Saturday, September 21, 2024

Tafa becomes Chief Justice if Dingake falls off but …

Going back decades, length of stay on the bench has been the main criterion by which judges are appointed Chief Justice.

The current Chief Justice, Maruping Dibotelo, joined the bench in 1997 and ascended when Julian Nganunu retired due to ill health. Dibotelo reaches the statutory retirement age of 70 years in October at a time when the second most senior judge (Justice Singh Walia) would have retired on June 30 this year. After Walia comes the much more youthful Justice Dr. Key Dingake whom precedent makes the next Chief Justice. This is the context all commentators have been speaking about Dingake’s ascent. However, President Ian Khama threw a spanner in the works by suspending Dingake and three other colleagues for drawing double housing benefit.

Solely on the basis of precedent, if Dingake doesn’t become judge, the next man after him is Justice Abednico Tafa. That makes possible the future of a Chief Justice Tafa. However, there is no legal requirement that the president should appoint the longest-serving judge as Chief Justice. There is still disagreement on who between the president and the Judicial Services Commission (JSC) should appoint judges ÔÇô the constitution says the president “in accordance with the advice” of the JSC. The High Court has interpreted this to mean thatthe president has the final say but the Law Society is appealing that judgement at the current session of the Court of Appeal. There is no such (apparent) ambiguity with regard to the appointment of the Chief Justice because the constitution expressly gives such responsibility to the president.
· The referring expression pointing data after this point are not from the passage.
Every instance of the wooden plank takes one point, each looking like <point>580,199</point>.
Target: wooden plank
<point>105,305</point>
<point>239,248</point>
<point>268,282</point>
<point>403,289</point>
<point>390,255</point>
In exercise of such mandate, the president can, in theory, choose to appoint whoever he sees fit to hold the office of Chief Justice. While everyone else has made Dingake Chief Justice, there was never cast-iron guarantee that Khama would appoint him – merely expectation that he wouldn’t buck tradition against reality that, more than anyone of his predecessors, he bucks it a lot. Likewise, there is no cast-iron guarantee that Tafa as the most senior judge in the aforementioned scenario will become Chief Justice.

From information that has come out and from what has become apparent, Khama doesn’t want a too independent judiciary. As a matter of fact, there is a theory that Dingake’s behind-the-scenes campaign to untether the judiciary completely from the executive is the reason he fell out of favour. Legal sources say that while Tafa is not viewed unfavourably in the manner Dingake is, he is also not favoured for the Chief Justice post.

In a different context of precedence, elsewhere presidents have passed up the most senior judges for promotion to head of the judiciary. Just next door in South Africa, Justice Dikgang Moseneke, was twice overlooked for such position until his retirement last year. However, such presidential prerogative comes with risk because in an increasingly interconnected world, perceptions that the judiciary is not independent and that it is headed by an incompetent judicial officer, bode ill for the country’s fortunes. If competence is a factor, Dingake wins hands down on the basis of his legal scholarship. Administration of Justice sources say that when foreign courts and institutions extend invitations to the local bench for international meetings, they specifically request Dingake’s attendance.